Gabriel Fauré, 1845-1924
Piano Quartet No. 1 in c minor, Op. 15, 1883
Faurés chamber music is dominated by ensembles with piano. In fact, only one work excludes it: the string quartet of 1924 written when he was 79, Fauré's final chamber composition. In addition to the numerous works for piano and soloist including violin and cello sonatas and a treasure trove of precious miniatures mirroring his gift for song, Fauré wrote two piano quartets, two piano quintets and a piano trio, all of them superb works of the highest order. The Piano Quartet No. 1 in c minor, Op. 15 begins the series of larger ensemble works. Written between 1876-79 and revised with a new finale in 1883, it falls neatly between the music of César Franck and Ravel suggesting appropriate and revealing comparisons. Fauré had a very distinct musical personality, somewhat aloof from the intoxication of Wagner as well as the modern leanings of the Impressionists. Yet his music is unmistakably French with a strong kinship to both the suave Romanticism of Franck and the cool sensuality of Debussy. As especially demonstrated in this piano quartet, a remarkable lineage seems to flow across this span of time and compatriot composers that evolved a most distinctive school of French art at the end of the 19th century. It is particularly compelling to realize that Fauré's first piano quartet predates Debussy and Ravel's first mature works by ten and twenty years respectively. Along with the traditional clarity, poetry and restraint of the French tradition preceding it, Fauré's music sounds refreshingly and presciently modern.

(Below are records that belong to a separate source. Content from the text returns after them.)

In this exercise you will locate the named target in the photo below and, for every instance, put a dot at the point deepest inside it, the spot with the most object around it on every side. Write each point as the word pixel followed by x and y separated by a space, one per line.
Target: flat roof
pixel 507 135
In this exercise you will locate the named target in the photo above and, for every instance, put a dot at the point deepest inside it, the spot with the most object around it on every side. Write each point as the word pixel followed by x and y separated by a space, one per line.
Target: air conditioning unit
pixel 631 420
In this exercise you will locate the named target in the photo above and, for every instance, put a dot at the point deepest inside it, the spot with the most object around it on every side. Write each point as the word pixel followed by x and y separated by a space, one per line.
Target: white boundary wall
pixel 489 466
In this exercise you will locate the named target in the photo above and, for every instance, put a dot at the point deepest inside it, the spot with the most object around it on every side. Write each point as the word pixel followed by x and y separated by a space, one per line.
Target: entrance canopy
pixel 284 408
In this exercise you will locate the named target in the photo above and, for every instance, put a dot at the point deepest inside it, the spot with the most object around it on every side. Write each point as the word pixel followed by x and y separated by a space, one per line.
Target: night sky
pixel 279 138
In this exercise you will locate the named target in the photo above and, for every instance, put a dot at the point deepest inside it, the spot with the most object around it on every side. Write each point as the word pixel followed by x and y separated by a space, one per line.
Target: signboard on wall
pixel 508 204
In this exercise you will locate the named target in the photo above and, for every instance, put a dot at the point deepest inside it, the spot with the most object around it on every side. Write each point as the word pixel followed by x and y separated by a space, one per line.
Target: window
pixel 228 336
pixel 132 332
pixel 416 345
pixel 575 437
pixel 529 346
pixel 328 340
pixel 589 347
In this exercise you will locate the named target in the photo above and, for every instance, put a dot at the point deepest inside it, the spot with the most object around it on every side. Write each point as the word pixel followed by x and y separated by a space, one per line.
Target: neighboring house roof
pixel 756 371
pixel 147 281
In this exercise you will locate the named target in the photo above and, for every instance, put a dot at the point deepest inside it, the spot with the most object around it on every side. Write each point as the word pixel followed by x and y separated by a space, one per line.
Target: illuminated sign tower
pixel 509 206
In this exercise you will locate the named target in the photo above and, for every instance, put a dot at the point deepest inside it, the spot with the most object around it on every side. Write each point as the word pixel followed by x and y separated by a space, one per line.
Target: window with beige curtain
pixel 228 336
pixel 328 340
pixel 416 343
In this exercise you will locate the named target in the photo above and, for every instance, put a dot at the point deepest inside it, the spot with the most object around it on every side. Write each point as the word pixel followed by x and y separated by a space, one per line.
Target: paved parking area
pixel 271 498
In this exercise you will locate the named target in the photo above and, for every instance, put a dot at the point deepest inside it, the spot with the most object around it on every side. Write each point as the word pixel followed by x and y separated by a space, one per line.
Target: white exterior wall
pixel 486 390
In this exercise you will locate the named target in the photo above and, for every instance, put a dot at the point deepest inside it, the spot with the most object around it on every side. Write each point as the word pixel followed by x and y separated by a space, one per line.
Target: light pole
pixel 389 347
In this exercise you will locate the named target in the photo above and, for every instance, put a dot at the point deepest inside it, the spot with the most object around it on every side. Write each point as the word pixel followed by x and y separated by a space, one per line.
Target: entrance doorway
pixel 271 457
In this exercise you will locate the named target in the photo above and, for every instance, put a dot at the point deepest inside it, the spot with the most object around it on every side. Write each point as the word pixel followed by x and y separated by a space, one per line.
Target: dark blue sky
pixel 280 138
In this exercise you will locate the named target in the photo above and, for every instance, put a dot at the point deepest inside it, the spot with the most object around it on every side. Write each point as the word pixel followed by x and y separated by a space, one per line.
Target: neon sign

The quartet's first movement amply illustrates many of these qualities. The sonata's two primary themes establish wonderful contrasts. The first is heavy-handed and robust with immediate pointers to Franck and Debussy's first quartet. Through a supple series of transformations, the theme enjoys chameleon-like changes of character and mood as both Franck and Debussy did within and across movements with a typical French penchant for cyclic form and subtle permutations. Fauré's second theme is lyrical and winsome, flowing in ribbons of step-wise sequences that became a signature texture throughout much of his oeuvre. Here is both the essence of Fauré's counterpoint and his subtle technique of development through nuanced modulation of a near minimalism of material. Delicate, elusive, ever flowing and shimmering, this kind of ingenious musical continuity flows straight into music of Ravel, Fauré's most famous student.
Fauré's Scherzo is fascinating. It moves throughout with the dual personality of a march and a waltz with a steady perpetual motion gently animating the entire construction. It suggests phrases such as "watch-like precision" often given to key French composers like Saint-Saëns and Ravel. The steady "groove" is based on a combination of an obstinate bass pattern (the pizzicato strings or the piano's left hand) and a scurrying melodic figure (in the piano's right hand or the bowed strings). Over time, the strings introduce a much more languid melody that stretches with a certain wryness like gauzy fabric over a loom. This is one part of the casual, playful humor of Fauré's Scherzo. The other is the trio: it is surprisingly similar to the Scherzo musically, but it begins on the dominant and seems to invert aspects of the bass, melody and texture for an "inside-out" and "upside-down" effect. Running through the fabric are wisps and threads of musical lines that fly off in the treble range and a merry dotted rhythm that skips and prances through the precision clockwork, all in a very suave, scherzando musical entertainment.
The adagio is majestic and profound, serene with a dark streak of poignancy. It opens with an elegiac theme, a stately pavane measured, reflective and somewhat grave. It gathers momentum, reaching with a more emphatic yearning that relaxes again into pastels and a dreamy nostalgia like a French café song whose languorous melancholy savors its own sorrow fondly. A dour chord wakens the reverie into a disorienting drift back through the spinning of time in wide ranging piano arpeggios; a recollection of the poised elegy sinks deeply into the lower strings under the terrible weight of reality. The piano continues to dream, lost, floating skyward like a brightly colored kite against the gray clouds, forever untethered from the gravity of the dark earth below.
Fauré concludes his first chamber work for large ensemble with a blustery, restless rhythmic tour de force that begins with a storm in a minor key and travels, moto perpetuo, a wide arc of kaleidoscopic changes to end in a surge of bright triumph, a sparkling finish awash in color and grand cadences. The magnificent swell and sweep of the finale carries in its wake a whole history of styles, textures and moods. Here one finds the Romantic heft of Franck waltzing with the pointillism of Ravel, the big orchestral rainbows from Iberian tributes of earlier Frenchman amidst the intimate, ripe lyricism characteristic of all great chamber music. And for the distinctive sound of the piano quartet itself, one finds the surging, precisely unified rhythms in gigantic strides that are idiomatic to the great modern pianoforte as well as the glittering melodic lines high and impossibly delicate in the right hand, those that Mozart first set against the velvety, long lines of a tremulous and harmonically complete string trio, the definitive colorful textures of the earliest great piano quartets.